Но какой истинной поэзией наполняет рассказчик каждую незначительную мелочь их неспешного и неслышного бытия. Незаметно мы проникаемся тем умиротворяющим душу ощущением, какое составляет самую основу жизни старосветских помещиков, — неизбывным чувством покоя, противоречащего бес-покойной суете несущегося к какой-то неведомой ему самому цели всего остального мира.

В христианской традиции покой мыслится как самоприсущее свойство всесовершенства Творца, а также и совершенства святости. Движение же есть, напротив, признак несовершенства, стремление как-то восполнить это несовершенство. Полная удалённость от совершенства покоя проявляется в хаотическом судорожном бесновании.

Покой усадьбы старосветских старичков есть символическое отражение покоя райского — в миру дольнем, земном. Недаром и предстаёт этот рай в облике щедрого и обильного сада: подобная символика — традиционна в европейском христианском искусстве. Недаром и внешний мир, возмущаемый "неспокойными порождениями злого духа", по отношению к этой райской идиллии представляется хоть и сверкающим, но зыбким видением, бесплотным сном. Мир старосветских помещиков, ограждённый от суеты внешнего мира, — «внематериален» в своем бытовом обустройстве, насколько это вообще возможно в земной жизни: никакие чисто меркантильные стремления, никакая корыстная суетность не могут озаботить существование добрых старичков.

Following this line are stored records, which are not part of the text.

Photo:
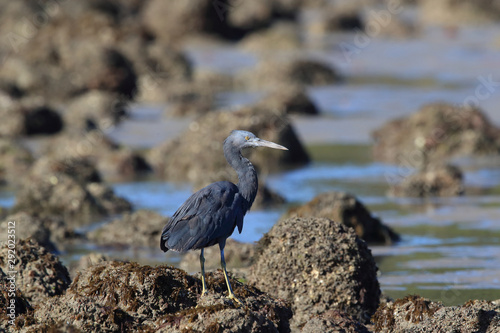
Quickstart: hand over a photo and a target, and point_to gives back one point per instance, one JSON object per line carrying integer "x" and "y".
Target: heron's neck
{"x": 247, "y": 176}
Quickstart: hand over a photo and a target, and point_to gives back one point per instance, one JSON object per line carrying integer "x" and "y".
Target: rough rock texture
{"x": 205, "y": 137}
{"x": 115, "y": 296}
{"x": 318, "y": 265}
{"x": 188, "y": 99}
{"x": 15, "y": 161}
{"x": 170, "y": 21}
{"x": 29, "y": 117}
{"x": 416, "y": 314}
{"x": 435, "y": 133}
{"x": 333, "y": 321}
{"x": 347, "y": 209}
{"x": 346, "y": 18}
{"x": 87, "y": 261}
{"x": 270, "y": 73}
{"x": 433, "y": 181}
{"x": 112, "y": 161}
{"x": 40, "y": 275}
{"x": 51, "y": 232}
{"x": 459, "y": 12}
{"x": 94, "y": 109}
{"x": 28, "y": 227}
{"x": 63, "y": 49}
{"x": 22, "y": 307}
{"x": 281, "y": 36}
{"x": 236, "y": 254}
{"x": 292, "y": 99}
{"x": 60, "y": 194}
{"x": 141, "y": 228}
{"x": 174, "y": 159}
{"x": 82, "y": 169}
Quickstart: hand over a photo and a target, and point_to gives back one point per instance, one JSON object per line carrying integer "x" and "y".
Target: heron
{"x": 210, "y": 215}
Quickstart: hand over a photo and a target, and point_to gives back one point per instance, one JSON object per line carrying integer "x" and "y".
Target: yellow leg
{"x": 203, "y": 282}
{"x": 229, "y": 289}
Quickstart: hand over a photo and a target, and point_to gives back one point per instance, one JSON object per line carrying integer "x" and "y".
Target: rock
{"x": 40, "y": 275}
{"x": 60, "y": 194}
{"x": 61, "y": 50}
{"x": 270, "y": 73}
{"x": 82, "y": 169}
{"x": 458, "y": 13}
{"x": 318, "y": 265}
{"x": 27, "y": 226}
{"x": 417, "y": 314}
{"x": 87, "y": 261}
{"x": 189, "y": 99}
{"x": 19, "y": 311}
{"x": 292, "y": 99}
{"x": 436, "y": 133}
{"x": 347, "y": 209}
{"x": 138, "y": 229}
{"x": 170, "y": 21}
{"x": 237, "y": 255}
{"x": 113, "y": 162}
{"x": 345, "y": 18}
{"x": 280, "y": 36}
{"x": 174, "y": 159}
{"x": 51, "y": 232}
{"x": 29, "y": 117}
{"x": 169, "y": 63}
{"x": 433, "y": 181}
{"x": 333, "y": 321}
{"x": 115, "y": 296}
{"x": 122, "y": 164}
{"x": 105, "y": 69}
{"x": 94, "y": 110}
{"x": 258, "y": 14}
{"x": 15, "y": 161}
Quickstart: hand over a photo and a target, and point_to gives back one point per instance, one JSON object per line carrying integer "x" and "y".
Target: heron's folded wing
{"x": 206, "y": 217}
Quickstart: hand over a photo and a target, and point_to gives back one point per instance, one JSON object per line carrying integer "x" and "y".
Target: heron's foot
{"x": 235, "y": 300}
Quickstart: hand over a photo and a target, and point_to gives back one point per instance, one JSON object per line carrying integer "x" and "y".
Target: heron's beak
{"x": 269, "y": 144}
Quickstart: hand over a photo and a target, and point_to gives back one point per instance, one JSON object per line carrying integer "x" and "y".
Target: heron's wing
{"x": 209, "y": 215}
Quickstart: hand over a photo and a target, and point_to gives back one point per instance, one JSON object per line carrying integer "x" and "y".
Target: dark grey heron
{"x": 209, "y": 216}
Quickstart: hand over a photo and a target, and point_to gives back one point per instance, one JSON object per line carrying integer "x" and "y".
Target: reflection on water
{"x": 450, "y": 248}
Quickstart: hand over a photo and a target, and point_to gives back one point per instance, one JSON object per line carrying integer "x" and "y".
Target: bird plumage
{"x": 206, "y": 218}
{"x": 209, "y": 216}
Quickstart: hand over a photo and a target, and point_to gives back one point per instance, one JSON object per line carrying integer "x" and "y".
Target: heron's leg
{"x": 229, "y": 289}
{"x": 203, "y": 282}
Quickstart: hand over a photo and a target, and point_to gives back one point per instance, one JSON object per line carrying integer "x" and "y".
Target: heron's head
{"x": 244, "y": 139}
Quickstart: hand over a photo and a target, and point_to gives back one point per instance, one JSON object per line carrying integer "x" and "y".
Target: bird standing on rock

Но главное, что скрепляет всё бытие старосветского мира, есть любовь. Эта любовь проявляется и в добром бескорыстии ко всякому пришедшему из мира внешнего, и, главное, в том светлом и чистом чувстве, которое и стало основным содержанием жизни двух стариков, так что они даже и не замечают его как бы; и оттого сам Гоголь целомудренно определяет его как «привычку». Эту привычку автор противопоставляет страстям. Важно, скажем ещё раз: в старосветском мире не властвует злой дух, оттого и нет сжигающих душу страстей. Писания Святых Отцов изобильны поучениями о гибельности страстей и наставлениями о необходимости внутреннего борения с ними.

Любовь добрых старичков лишена примеси всякого плотского начала, она давно бесплотна, оттого не может быть заподозрена ни в какой скрытой корысти, эта любовь уже привычна — в той же мере, в какой привычкой становятся для человека его каждодневное молитвенное обращение к Богу, в храме или дома. В такой привычке, то есть в постоянстве внутреннего настроя, заключена как раз большая духовная ценность, нежели в непривычном в единичном, редком или случайном. Такая привычная любовь и становится одним из средств богопознания.

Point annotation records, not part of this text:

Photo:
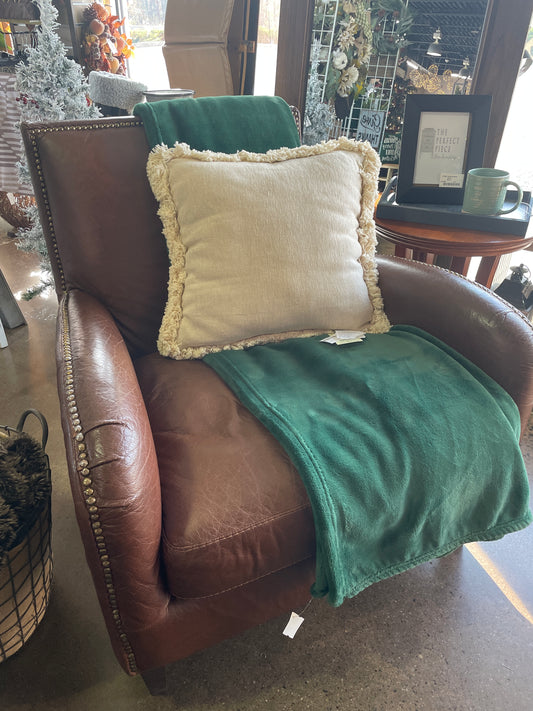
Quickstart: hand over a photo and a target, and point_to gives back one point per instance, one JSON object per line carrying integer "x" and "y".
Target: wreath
{"x": 357, "y": 35}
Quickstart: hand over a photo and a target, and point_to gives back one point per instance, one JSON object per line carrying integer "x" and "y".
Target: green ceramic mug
{"x": 485, "y": 192}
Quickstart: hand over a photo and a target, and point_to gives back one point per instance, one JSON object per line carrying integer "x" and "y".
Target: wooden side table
{"x": 423, "y": 242}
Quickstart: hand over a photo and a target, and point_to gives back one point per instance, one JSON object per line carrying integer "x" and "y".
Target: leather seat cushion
{"x": 234, "y": 506}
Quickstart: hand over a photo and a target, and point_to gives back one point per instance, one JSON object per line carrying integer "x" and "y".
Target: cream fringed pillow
{"x": 266, "y": 246}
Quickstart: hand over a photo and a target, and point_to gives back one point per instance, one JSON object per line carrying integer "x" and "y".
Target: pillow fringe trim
{"x": 158, "y": 176}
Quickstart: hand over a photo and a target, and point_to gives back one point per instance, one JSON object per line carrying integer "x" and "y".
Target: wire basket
{"x": 26, "y": 572}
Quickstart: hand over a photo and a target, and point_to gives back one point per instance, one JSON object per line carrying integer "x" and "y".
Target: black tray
{"x": 514, "y": 223}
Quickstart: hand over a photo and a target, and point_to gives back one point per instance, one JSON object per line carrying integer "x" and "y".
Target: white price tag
{"x": 451, "y": 180}
{"x": 293, "y": 625}
{"x": 343, "y": 337}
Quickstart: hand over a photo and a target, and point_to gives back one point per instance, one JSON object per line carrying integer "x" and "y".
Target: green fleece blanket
{"x": 221, "y": 123}
{"x": 407, "y": 450}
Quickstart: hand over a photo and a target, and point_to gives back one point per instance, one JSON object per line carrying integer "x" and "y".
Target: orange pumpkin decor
{"x": 105, "y": 48}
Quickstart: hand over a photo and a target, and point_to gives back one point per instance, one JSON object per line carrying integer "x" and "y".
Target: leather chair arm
{"x": 468, "y": 317}
{"x": 113, "y": 468}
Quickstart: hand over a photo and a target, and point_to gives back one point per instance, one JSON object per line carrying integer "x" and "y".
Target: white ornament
{"x": 339, "y": 59}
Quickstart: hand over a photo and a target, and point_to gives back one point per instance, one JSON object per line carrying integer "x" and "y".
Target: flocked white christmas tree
{"x": 51, "y": 87}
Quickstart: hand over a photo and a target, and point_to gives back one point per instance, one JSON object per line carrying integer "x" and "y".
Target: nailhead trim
{"x": 82, "y": 467}
{"x": 33, "y": 135}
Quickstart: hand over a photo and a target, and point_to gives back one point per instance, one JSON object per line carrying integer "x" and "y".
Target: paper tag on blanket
{"x": 343, "y": 337}
{"x": 293, "y": 625}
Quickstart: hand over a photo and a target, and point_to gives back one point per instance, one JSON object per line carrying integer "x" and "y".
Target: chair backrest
{"x": 97, "y": 209}
{"x": 99, "y": 218}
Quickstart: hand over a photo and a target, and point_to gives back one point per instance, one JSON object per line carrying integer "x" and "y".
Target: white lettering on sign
{"x": 370, "y": 126}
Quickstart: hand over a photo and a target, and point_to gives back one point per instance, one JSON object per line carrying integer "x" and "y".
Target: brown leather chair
{"x": 195, "y": 523}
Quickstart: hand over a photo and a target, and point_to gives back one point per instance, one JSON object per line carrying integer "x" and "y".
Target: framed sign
{"x": 443, "y": 138}
{"x": 370, "y": 126}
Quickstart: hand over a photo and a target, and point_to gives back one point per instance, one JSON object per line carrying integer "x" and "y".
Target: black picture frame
{"x": 454, "y": 124}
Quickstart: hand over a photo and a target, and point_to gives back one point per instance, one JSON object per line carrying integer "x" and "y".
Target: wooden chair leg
{"x": 156, "y": 681}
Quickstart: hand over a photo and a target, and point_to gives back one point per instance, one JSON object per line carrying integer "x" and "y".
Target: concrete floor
{"x": 443, "y": 636}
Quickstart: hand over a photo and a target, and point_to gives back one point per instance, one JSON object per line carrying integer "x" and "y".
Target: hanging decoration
{"x": 51, "y": 87}
{"x": 403, "y": 18}
{"x": 431, "y": 81}
{"x": 105, "y": 47}
{"x": 319, "y": 117}
{"x": 352, "y": 47}
{"x": 357, "y": 28}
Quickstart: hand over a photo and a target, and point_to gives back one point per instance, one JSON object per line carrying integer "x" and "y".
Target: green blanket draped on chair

Гоголь как бы попутно совершает и важное психологическое открытие: эмоциональному миру человека свойственны глубина и интенсивность чувства — и одно может противоречить другому. Интенсивность эмоции становится сродни страсти, она проявляется бурно, но в ней нет внутренней правды. Глубина чувства сопряжена с его внешней неброскостью, малозаметностью для неопытного глаза — она и определяет ту привычку, над которой не властно ничто. Ничто не уврачует "едкость боли" истинно любящего сердца.